Les remous de Presstalis, la crise sanitaire, les procédures de justice accélèrent la transformation vers plus de numérique des quotidiens, tant nationaux que provinciaux, et vont entraîner des modifications capitalistiques dont certains pourraient profiter. Par exemple à Libération et à La Provence.
Libération : Patrick Drahi jette l’éponge
Trop c’est trop. Patrick Drahi avait racheté le journal en 2014 pour se faire une virginité politique lors du rachat de SFR. Tancé par le ministre de l’économie de l’époque, citoyen franco-israélien qui avait essayé de renoncer à sa nationalité française, résident fiscal suisse, il fallait faire un geste de bonne volonté : ce fut le rachat du titre en déconfiture à Édouard de Rothschild qui ne voulait plus remettre au pot.
Après bien des psychodrames, des grèves, des crises de nerf, le bateau Libération n’était toujours pas à flot.
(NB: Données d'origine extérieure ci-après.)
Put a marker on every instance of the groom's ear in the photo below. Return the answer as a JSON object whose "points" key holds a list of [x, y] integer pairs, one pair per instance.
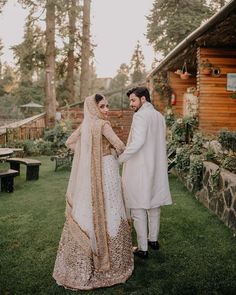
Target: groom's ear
{"points": [[143, 99]]}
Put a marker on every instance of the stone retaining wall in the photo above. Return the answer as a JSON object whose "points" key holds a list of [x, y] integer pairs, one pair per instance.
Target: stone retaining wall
{"points": [[218, 193]]}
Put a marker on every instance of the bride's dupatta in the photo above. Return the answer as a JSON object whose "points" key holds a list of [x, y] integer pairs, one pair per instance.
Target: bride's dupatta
{"points": [[85, 210]]}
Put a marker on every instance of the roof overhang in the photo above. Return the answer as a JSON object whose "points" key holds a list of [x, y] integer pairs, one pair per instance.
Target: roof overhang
{"points": [[219, 31]]}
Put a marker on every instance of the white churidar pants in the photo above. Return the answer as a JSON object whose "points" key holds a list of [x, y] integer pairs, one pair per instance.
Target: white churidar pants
{"points": [[147, 225]]}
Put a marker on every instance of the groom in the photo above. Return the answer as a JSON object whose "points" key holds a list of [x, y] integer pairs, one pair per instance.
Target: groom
{"points": [[145, 177]]}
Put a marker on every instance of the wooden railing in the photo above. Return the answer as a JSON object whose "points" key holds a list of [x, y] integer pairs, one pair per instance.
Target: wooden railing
{"points": [[30, 128]]}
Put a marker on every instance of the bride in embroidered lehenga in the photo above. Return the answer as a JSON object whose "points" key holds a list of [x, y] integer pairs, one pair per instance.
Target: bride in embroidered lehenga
{"points": [[95, 249]]}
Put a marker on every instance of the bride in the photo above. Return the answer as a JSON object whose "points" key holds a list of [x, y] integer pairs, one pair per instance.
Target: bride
{"points": [[95, 249]]}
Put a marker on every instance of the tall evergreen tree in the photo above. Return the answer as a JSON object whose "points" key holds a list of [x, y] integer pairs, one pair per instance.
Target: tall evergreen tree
{"points": [[121, 79], [85, 51], [137, 67], [170, 21], [30, 54]]}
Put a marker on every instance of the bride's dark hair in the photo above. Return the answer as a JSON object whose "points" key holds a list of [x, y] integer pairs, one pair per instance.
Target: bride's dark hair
{"points": [[98, 97]]}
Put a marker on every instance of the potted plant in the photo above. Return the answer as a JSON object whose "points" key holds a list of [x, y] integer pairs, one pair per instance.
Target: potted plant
{"points": [[206, 67], [233, 95]]}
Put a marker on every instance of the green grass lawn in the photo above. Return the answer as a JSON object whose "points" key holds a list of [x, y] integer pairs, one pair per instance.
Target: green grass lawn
{"points": [[197, 255]]}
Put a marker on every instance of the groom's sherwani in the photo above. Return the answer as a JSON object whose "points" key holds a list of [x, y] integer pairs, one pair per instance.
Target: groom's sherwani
{"points": [[145, 176]]}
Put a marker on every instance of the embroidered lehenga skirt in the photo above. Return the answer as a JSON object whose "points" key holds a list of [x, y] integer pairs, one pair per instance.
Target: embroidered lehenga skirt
{"points": [[74, 269]]}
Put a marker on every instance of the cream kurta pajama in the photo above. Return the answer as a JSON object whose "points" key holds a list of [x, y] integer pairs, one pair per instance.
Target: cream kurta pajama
{"points": [[145, 176]]}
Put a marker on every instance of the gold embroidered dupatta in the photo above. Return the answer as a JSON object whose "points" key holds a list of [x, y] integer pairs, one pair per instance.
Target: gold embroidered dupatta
{"points": [[85, 210]]}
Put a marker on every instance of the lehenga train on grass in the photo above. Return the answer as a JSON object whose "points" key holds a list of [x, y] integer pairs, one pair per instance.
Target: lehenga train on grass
{"points": [[95, 249]]}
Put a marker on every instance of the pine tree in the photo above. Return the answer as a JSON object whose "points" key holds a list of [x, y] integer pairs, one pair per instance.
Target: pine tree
{"points": [[170, 21], [121, 78], [85, 51], [137, 67]]}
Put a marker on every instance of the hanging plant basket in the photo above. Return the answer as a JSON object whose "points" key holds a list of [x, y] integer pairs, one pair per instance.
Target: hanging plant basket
{"points": [[233, 95], [206, 67], [184, 74], [178, 72], [206, 71]]}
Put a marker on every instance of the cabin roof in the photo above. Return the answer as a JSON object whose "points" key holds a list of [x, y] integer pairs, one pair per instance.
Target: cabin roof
{"points": [[219, 32]]}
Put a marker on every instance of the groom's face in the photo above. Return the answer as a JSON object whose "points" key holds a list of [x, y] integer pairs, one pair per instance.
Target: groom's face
{"points": [[135, 102]]}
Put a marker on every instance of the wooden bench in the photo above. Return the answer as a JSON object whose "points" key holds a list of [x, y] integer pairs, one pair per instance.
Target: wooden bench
{"points": [[63, 159], [32, 167], [7, 180]]}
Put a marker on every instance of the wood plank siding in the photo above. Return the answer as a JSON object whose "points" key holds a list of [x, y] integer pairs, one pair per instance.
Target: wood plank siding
{"points": [[217, 109], [179, 87]]}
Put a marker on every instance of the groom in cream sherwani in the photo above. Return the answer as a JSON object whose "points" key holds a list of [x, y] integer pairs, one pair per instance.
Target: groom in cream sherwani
{"points": [[145, 176]]}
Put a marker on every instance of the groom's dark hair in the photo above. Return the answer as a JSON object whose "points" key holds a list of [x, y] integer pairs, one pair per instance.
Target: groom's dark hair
{"points": [[139, 92]]}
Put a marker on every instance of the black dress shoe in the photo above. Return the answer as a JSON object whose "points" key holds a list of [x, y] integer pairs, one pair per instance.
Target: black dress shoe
{"points": [[154, 245], [140, 253]]}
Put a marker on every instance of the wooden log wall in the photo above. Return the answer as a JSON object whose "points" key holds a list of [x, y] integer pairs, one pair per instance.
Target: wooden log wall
{"points": [[179, 87], [217, 109]]}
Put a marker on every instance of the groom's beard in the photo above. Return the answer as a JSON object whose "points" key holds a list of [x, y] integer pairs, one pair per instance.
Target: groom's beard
{"points": [[138, 107]]}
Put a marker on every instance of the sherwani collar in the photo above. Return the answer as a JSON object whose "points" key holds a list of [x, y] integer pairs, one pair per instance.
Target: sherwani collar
{"points": [[146, 105]]}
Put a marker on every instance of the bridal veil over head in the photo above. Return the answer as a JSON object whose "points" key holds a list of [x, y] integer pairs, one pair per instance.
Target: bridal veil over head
{"points": [[85, 201]]}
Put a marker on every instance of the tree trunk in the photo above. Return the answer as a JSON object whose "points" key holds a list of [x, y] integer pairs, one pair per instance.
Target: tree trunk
{"points": [[222, 3], [71, 59], [50, 92], [85, 51]]}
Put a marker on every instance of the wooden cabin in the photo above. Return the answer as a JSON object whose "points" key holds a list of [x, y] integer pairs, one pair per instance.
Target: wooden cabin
{"points": [[209, 96]]}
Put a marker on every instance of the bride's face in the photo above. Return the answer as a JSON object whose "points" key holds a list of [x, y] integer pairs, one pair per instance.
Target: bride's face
{"points": [[103, 107]]}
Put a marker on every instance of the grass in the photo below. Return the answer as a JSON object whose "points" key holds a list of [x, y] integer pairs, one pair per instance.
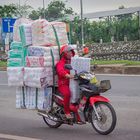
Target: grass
{"points": [[109, 62], [3, 64]]}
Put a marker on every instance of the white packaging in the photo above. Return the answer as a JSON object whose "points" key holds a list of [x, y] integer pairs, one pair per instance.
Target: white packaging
{"points": [[15, 76], [38, 77], [39, 51], [45, 98], [19, 97], [74, 89], [18, 22], [38, 61]]}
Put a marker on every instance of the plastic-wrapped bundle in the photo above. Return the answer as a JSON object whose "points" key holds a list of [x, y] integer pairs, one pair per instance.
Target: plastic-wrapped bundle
{"points": [[20, 97], [15, 62], [15, 54], [74, 88], [80, 64], [74, 46], [43, 33], [60, 28], [39, 51], [44, 99], [38, 77], [44, 52], [16, 45], [18, 22], [25, 34], [38, 61], [15, 76]]}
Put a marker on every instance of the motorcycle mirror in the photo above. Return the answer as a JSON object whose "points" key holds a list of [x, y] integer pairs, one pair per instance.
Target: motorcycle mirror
{"points": [[68, 66]]}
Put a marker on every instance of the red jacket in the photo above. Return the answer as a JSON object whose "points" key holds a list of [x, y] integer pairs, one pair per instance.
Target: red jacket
{"points": [[61, 72]]}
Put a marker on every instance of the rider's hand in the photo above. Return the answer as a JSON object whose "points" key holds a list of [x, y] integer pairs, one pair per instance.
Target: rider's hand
{"points": [[68, 76]]}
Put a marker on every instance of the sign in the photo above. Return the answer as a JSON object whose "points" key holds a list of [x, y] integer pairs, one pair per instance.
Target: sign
{"points": [[7, 24]]}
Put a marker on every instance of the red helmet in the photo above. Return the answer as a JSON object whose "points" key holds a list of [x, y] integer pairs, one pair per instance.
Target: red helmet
{"points": [[66, 48]]}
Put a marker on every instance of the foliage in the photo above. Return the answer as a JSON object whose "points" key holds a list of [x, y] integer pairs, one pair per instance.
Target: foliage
{"points": [[8, 11], [110, 62], [55, 10], [23, 10]]}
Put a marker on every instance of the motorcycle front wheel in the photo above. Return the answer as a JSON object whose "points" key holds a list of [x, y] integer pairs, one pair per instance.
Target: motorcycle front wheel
{"points": [[52, 121], [104, 118]]}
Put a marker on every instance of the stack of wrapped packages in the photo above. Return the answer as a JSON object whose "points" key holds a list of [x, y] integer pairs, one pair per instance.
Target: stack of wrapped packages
{"points": [[31, 71]]}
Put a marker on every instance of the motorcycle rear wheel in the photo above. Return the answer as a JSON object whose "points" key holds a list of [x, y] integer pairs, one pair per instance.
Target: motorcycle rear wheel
{"points": [[107, 121], [51, 123]]}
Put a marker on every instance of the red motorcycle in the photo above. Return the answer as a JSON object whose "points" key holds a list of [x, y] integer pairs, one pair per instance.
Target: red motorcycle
{"points": [[91, 106]]}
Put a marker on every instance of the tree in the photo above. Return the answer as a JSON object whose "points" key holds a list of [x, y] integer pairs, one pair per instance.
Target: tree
{"points": [[23, 10], [8, 11], [55, 10]]}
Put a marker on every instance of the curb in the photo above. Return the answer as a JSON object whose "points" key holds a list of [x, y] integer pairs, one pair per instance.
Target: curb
{"points": [[109, 69], [116, 69]]}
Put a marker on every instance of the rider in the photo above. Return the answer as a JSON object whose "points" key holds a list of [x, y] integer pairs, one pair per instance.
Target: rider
{"points": [[66, 52]]}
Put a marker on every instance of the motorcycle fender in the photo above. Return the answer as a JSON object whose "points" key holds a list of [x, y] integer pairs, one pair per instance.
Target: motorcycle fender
{"points": [[95, 99]]}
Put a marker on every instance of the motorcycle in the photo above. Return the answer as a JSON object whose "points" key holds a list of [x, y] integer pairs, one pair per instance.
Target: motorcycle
{"points": [[91, 107]]}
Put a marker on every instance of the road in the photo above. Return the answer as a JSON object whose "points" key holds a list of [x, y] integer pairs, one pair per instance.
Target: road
{"points": [[27, 125]]}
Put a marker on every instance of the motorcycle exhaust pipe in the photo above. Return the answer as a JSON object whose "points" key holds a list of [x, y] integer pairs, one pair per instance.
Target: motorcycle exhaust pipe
{"points": [[50, 118]]}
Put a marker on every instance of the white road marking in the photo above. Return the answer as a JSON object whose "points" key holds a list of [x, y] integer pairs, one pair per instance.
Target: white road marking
{"points": [[14, 137], [3, 84], [119, 75]]}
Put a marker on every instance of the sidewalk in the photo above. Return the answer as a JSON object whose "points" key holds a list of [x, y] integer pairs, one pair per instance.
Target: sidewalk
{"points": [[110, 69], [117, 69]]}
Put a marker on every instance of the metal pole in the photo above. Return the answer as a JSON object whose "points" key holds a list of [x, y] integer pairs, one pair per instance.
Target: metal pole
{"points": [[43, 9], [138, 24], [82, 29]]}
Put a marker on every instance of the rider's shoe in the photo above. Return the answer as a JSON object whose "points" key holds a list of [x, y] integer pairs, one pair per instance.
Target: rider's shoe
{"points": [[80, 122], [68, 116]]}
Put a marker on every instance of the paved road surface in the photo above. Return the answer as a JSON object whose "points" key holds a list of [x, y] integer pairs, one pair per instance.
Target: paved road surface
{"points": [[26, 124]]}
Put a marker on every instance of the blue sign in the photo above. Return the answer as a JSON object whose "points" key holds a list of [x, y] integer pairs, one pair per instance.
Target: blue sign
{"points": [[7, 24]]}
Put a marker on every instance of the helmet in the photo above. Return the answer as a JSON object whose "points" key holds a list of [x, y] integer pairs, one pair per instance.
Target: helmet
{"points": [[66, 48]]}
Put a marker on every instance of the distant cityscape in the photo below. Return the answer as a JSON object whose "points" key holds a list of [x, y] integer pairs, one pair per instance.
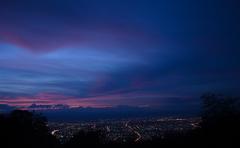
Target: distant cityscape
{"points": [[125, 130]]}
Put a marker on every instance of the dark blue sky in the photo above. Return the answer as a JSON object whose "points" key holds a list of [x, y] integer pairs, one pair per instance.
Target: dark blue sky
{"points": [[117, 52]]}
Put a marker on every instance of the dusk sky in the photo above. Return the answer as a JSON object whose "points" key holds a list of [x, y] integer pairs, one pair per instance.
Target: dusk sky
{"points": [[101, 53]]}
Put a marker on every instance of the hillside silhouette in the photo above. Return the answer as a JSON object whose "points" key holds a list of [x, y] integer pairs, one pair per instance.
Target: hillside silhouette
{"points": [[219, 127]]}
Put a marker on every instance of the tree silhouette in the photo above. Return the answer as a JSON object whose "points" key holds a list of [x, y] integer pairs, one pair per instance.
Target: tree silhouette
{"points": [[25, 129], [220, 119]]}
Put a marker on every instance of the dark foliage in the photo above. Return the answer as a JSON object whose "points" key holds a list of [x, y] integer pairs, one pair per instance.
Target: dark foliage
{"points": [[220, 127], [25, 129]]}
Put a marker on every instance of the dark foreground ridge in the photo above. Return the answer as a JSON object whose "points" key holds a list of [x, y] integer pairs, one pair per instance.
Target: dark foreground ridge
{"points": [[219, 127]]}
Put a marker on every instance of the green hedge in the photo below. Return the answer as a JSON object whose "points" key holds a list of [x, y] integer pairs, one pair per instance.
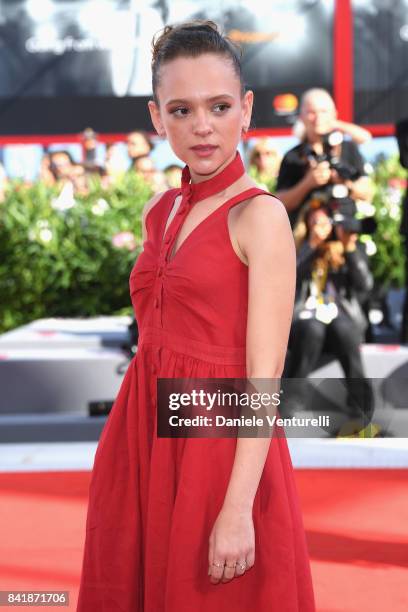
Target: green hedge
{"points": [[388, 260], [68, 257]]}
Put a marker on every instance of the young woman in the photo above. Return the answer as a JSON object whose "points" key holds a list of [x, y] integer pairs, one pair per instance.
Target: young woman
{"points": [[200, 524]]}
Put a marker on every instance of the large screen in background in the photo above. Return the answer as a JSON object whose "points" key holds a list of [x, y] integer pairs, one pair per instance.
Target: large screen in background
{"points": [[68, 64], [380, 60]]}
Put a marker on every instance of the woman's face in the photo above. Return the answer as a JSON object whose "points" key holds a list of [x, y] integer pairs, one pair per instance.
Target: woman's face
{"points": [[201, 111]]}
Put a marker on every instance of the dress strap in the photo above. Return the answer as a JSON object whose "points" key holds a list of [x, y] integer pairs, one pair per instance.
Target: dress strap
{"points": [[244, 195]]}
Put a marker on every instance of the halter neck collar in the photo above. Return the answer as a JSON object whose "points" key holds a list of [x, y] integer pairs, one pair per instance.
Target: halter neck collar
{"points": [[193, 192]]}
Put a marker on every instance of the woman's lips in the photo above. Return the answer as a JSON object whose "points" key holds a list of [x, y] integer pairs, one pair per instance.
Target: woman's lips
{"points": [[204, 150]]}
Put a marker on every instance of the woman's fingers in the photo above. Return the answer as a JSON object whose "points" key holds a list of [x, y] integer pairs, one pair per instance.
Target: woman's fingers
{"points": [[250, 559], [217, 570], [229, 570], [241, 567]]}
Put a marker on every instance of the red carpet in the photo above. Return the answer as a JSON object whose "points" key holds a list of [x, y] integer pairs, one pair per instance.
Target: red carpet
{"points": [[356, 523]]}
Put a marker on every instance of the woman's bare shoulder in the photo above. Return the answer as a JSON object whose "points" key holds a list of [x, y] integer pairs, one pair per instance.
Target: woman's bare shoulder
{"points": [[263, 225], [263, 207]]}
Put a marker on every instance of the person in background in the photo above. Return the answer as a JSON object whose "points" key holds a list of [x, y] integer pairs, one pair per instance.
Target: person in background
{"points": [[402, 140], [172, 174], [332, 275], [147, 170], [114, 163], [89, 141], [46, 175], [264, 163], [3, 183], [302, 173], [139, 145], [61, 165]]}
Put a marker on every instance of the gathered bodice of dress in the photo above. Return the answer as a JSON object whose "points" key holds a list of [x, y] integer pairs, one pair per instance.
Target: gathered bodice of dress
{"points": [[203, 289]]}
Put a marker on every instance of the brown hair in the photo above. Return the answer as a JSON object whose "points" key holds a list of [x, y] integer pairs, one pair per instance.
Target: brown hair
{"points": [[192, 39]]}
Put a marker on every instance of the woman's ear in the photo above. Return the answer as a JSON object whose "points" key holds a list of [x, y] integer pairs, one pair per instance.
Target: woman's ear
{"points": [[156, 119], [247, 108]]}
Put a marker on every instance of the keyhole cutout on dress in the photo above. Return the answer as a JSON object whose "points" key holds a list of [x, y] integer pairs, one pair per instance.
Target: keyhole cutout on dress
{"points": [[169, 226]]}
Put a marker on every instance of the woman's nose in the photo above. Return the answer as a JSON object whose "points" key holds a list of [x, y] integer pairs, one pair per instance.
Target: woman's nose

Certes sa ligne libérale libertaire n’était pas en cause, mais plus simplement la désaffection des lecteurs. L’accent fût mis avec un certain succès sur le digital, mais avec des résultats toujours insuffisants pour parvenir à l’équilibre, d’autant que le coronavirus et Presstalis s’y sont mis à deux pour compliquer les choses. Alors, comment mettre fin à l’hémorragie ? On met le bébé à l’orphelinat, sous forme d’une fondation.
Une fondation sous influence d’Altice
Dans un courriel interne consulté par l’AFP le 14 mai 2020, le groupe de Patrick Drahi précise : « Cette nouvelle structure garantit à Libération sa totale indépendance éditoriale, économique et financière » et ajoute « Les droits actuels de la rédaction seront intégralement maintenus et garantis ». Une transformation qui déclenche automatiquement l’ouverture d’une clause de cession, un dispositif qui permet des départs volontaires de journalistes dans des conditions économiques favorables… et un dégraissage des effectifs.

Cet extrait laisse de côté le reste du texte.